WHAT: Autobiographies. Just as Greatest Hits records have increasingly been released by bands whose career only spanned a couple of albums, so autobiographies have begun to sprout from the most unlikely sources.
Once it was accepted wisdom that to write an autobiography you had to have had a life, and a long and eventful one at that. But, hey, why bother?
It seems that, having dumbed-down TV and pop music we have a supply of dumbed-down biographies to boot. These days it doesn't actually matter how long you have spent in the business, only how many people know your face.
Hence the slew of books emerging from the Spice Girls, with Catch A Fire from the unlucky Mel B, Learning To Fly from the exceptionally lucky Victoria Beckham and Just For The Record, Geri's second such effort at the grand old age of 30!
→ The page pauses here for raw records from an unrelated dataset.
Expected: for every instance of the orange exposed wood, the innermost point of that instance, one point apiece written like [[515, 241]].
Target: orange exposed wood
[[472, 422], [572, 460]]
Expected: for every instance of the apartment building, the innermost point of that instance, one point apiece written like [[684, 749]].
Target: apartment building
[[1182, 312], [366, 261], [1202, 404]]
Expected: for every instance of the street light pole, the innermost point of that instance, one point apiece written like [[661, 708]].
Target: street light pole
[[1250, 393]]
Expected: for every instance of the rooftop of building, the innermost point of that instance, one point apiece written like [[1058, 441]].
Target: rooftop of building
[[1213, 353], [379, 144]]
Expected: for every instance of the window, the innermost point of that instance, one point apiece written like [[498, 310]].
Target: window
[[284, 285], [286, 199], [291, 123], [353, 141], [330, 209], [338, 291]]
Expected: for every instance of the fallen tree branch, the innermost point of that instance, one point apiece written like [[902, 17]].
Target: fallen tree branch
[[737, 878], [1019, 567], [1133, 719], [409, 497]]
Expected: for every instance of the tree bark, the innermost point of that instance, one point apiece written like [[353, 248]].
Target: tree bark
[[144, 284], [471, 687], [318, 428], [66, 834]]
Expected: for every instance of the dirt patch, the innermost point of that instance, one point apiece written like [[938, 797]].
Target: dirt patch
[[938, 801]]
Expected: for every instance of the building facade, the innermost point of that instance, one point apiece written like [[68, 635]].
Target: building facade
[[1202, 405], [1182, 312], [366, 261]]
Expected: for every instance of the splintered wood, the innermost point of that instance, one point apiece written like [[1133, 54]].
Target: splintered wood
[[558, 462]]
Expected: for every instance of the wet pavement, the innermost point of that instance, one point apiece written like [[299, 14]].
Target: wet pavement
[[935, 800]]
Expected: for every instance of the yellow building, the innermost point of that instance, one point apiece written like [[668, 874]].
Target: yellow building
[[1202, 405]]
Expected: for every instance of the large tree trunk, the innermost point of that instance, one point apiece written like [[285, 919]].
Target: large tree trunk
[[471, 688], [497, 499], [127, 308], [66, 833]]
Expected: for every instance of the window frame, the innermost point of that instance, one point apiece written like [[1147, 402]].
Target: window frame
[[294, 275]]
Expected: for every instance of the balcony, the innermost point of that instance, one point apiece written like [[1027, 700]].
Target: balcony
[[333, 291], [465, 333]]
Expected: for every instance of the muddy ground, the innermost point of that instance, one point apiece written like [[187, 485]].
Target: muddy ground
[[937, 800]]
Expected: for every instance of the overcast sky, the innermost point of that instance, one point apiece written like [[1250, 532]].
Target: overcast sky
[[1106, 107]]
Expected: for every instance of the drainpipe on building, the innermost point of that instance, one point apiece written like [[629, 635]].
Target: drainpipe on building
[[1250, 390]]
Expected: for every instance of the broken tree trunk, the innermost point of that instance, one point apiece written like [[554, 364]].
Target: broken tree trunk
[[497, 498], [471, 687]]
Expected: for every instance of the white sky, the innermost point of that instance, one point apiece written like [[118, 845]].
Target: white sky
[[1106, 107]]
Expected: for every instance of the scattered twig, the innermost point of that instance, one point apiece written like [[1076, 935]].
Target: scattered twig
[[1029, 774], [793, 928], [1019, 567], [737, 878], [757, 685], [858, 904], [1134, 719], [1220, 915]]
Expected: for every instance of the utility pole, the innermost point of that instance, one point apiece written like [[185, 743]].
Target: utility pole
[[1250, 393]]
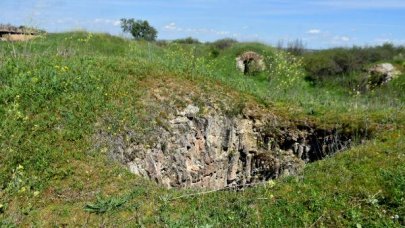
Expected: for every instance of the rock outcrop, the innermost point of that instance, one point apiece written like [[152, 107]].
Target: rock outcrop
[[382, 73], [250, 62], [209, 149]]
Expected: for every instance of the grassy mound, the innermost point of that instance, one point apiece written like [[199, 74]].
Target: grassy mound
[[58, 91]]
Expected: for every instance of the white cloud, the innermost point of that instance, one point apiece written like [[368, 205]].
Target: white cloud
[[171, 27], [361, 4], [314, 31], [341, 39], [106, 21]]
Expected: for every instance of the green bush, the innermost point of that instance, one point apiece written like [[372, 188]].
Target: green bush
[[224, 43]]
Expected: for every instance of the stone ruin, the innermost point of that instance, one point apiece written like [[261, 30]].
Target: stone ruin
[[382, 73], [250, 62], [215, 151]]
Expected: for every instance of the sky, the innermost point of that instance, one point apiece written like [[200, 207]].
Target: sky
[[318, 23]]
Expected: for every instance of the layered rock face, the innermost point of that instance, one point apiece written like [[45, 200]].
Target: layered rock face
[[382, 73], [214, 151]]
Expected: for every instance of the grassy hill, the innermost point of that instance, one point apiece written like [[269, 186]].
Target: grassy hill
[[59, 90]]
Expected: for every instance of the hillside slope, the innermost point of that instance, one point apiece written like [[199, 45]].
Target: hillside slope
[[60, 92]]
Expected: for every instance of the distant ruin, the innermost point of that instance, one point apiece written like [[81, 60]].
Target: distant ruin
[[13, 33], [250, 62]]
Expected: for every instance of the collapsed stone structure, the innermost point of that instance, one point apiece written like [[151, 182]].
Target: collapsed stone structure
[[382, 73], [250, 62], [212, 150]]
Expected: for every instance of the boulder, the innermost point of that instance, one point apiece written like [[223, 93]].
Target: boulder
[[382, 73]]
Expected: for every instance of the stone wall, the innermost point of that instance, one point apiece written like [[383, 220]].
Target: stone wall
[[215, 151]]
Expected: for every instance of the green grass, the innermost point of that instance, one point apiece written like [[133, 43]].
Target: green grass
[[58, 91]]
But puppy-eyed Gareth Gates surely takes the biscuit for most ridiculous autobiography to date. OK, so he is plastered all over young girls' walls from Scotland to Southend, but an autobiography!?
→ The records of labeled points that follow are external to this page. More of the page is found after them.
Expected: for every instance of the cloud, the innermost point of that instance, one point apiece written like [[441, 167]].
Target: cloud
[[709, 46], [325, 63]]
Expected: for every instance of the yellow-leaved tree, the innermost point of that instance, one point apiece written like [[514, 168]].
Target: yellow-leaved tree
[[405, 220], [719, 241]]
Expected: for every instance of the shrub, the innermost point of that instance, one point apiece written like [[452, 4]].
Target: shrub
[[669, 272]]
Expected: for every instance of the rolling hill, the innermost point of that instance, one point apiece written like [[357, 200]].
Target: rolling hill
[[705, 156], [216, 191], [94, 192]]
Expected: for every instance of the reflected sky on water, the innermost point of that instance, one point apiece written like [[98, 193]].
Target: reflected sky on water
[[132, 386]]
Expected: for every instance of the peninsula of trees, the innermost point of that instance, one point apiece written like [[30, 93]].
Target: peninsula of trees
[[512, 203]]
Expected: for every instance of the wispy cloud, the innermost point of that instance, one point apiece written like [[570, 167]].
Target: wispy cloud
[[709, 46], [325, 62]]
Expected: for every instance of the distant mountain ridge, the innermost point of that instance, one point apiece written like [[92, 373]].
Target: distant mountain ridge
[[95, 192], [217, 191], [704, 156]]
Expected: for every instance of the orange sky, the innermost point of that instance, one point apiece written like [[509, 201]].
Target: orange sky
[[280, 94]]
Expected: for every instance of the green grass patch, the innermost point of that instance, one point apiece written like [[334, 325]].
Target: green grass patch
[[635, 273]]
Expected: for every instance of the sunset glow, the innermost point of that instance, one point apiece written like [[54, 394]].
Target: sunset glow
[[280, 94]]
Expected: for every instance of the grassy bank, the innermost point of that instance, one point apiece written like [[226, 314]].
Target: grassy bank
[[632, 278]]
He was born in 1984 for heaven's sake! People have flip flops older than this guy! And yet his book, Right From The Start, promising an in-depth look at his childhood, his struggle to cope with his stutter and his rise to fame with Pop Idol, topped the best-seller list recently.
And there's the key. These books aren't about a life in pop music, they are about "celebrity". How seemingly unexceptional people became the most famous faces in the country.
And, by this token, anything is possible: The life stories of S Club Juniors and Romeo Beckham's memoirs of life as a celebrity child?
MUSIC: Ms Dynamite. Months ago 24:7 told you to look out for Ms Dynamite, a London MC turned singer whose single, It Takes More, was creeping up the charts. And how right we were! Ms Dynamite has since won the prestigious Mercury Music Prize, last year won by Bolton's Badly Drawn Boy, and recently scooped three MOBO awards.
From unknown MC to shining star in a matter of months, the singer can do no
wrong. And now it looks like she will be gaining even more mainstream success due to a duet with Robbie Williams.
Williams, who has recently renewed his contract with EMI in the biggest deal in UK history, is rumoured to have asked the singer to record with him on his new album, Escapology. They might seem like an odd match but Ms Dynamite's fresh and feisty hip hop sound is likely to give Williams' easy-listening pop some much needed cred. And at least this means that he won't be doing the rapping himself this time.
TV: The Shield. Featuring an anti-hero who looks like a cross between Grant Mitchell, Bruce Willis and an angry bulldog, this new cop show from Five is violent, nasty and completely and utterly gripping. Having shown that they can spot a hit show when they see one, with the US double bill of CSI and Law and Order, Five have hit the jackpot with The Shield, in which off-the-rails officer Vic Mackey confounds expectations by being neither good nor bad cop, but something entirely more disturbing. Already so far he has beaten co-operation out of a paedophile, given money to a prostitute to feed her son, kidnapped a basketball player for fun and shot one of his own men in the head. And there have only been two episodes. Phew! Cagney and Lacey it isn't.
What's Niz
FAME Academy. Unlikely as it seems, this might have been a case of one reality show too many as far as Joe Public is concerned. Pitched as a cross between Big Brother and Pop Stars with a bit of the Kids From Fame chucked in, the show did less than impressively in the ratings despite having CD:UK favourite Cat Deeley and Irish comedian-cum-presenter Patrick Kielty as its hosts.
Last Friday Fame Academy gained only 4.6 m viewers, which sounds a lot until you realise that Gardeners' World got 4.3 million. And it seems that the people who did drag themselves away from the petunias were non too enraptured by the reality show, with less people returning after the break for news.
There's no logic to it - all the essential ingredients are there: 12 desperately hopeful contestants, a shared house, cameras, voting and yet we weren't switching on. Ah well, reality TV addicts might be nosey and lazy, but at least they're not predictable.